There is some evidence that various billionaire groups heavily nudged – or downright compelled – Schneiderman to investigate Exxon, especially after InsideClimate News reported in 2015 that the oil company for decades hid knowledge about global warming from its shareholders.

The best way to nail Exxon for hiding climate change research was to request the AG’s office to open a probe into the company, David Kaiser and Lee Wasserman, directors of the Rockefeller Family Fund (RFF), wrote in an editorial for New York Books.

“It is up to government officials, not public interest advocates, to determine whether ExxonMobil’s conduct” violated state law, so the RFF “informed state attorneys general of our concern that ExxonMobil seemed to have failed” to make public the risks climate change poses to investors, they wrote in December.

Wasserman’s editorial runs contrary to previous comments he made suggesting Exxon was never singled out when it donated $25,000 to InsideClimate News, the outlet principally responsible for kick-starting the anti-Exxon fervor.

The two RFF executives impressed upon Schneiderman the importance of using a little-known law called the Martin Act to take down Exxon.

Legal analyst Merritt Fox believes it’s inappropriate to use the Martin Act against the company.
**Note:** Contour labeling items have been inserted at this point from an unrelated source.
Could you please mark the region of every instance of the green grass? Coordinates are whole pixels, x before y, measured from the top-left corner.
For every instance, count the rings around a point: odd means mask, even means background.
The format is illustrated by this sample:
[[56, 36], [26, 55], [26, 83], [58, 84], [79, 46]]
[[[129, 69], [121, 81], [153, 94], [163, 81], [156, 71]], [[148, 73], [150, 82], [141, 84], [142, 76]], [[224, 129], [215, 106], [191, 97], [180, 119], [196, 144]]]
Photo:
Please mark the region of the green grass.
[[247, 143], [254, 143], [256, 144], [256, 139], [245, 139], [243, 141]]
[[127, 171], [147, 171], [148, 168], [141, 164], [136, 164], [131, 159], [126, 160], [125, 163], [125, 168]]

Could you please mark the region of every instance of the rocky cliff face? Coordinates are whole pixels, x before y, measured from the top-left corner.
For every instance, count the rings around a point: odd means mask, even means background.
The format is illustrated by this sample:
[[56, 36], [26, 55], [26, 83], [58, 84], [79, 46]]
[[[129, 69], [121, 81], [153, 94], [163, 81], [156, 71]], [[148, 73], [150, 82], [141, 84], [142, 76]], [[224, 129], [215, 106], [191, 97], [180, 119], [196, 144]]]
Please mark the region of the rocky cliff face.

The law requires the likelihood that a reasonable investor would consider the omitted important information and decided “not to vote or buy, sell, or hold, and that it has to significantly alter a total mix of information available to this reasonable man or reasonable investor,” he told a Columbia Law School panel last year.

But since information was already easily acquired using a computer, television, or some other tool, according to Fox, then whatever data Exxon chose to hide or withhold was not “material,” or likely to affect the decision-making of its investors.

Schneiderman has also raked in nearly $264,000 in campaign donations from wealthy benefactors with ties to the very groups that would benefit from a besieged Exxon.

Liberal billionaire George Soros and his family, for instance, plowed more than $250,000 to Schneiderman’s political war chest since 2006. The wealthy financier himself has donated $64,500 to the crusading lawman.

Members of the Rockefeller family have also given money to Schneiderman in the past, with most it coming from environmental lawyer Larry Rockefeller, who has given Schneiderman $7,500 since 2014.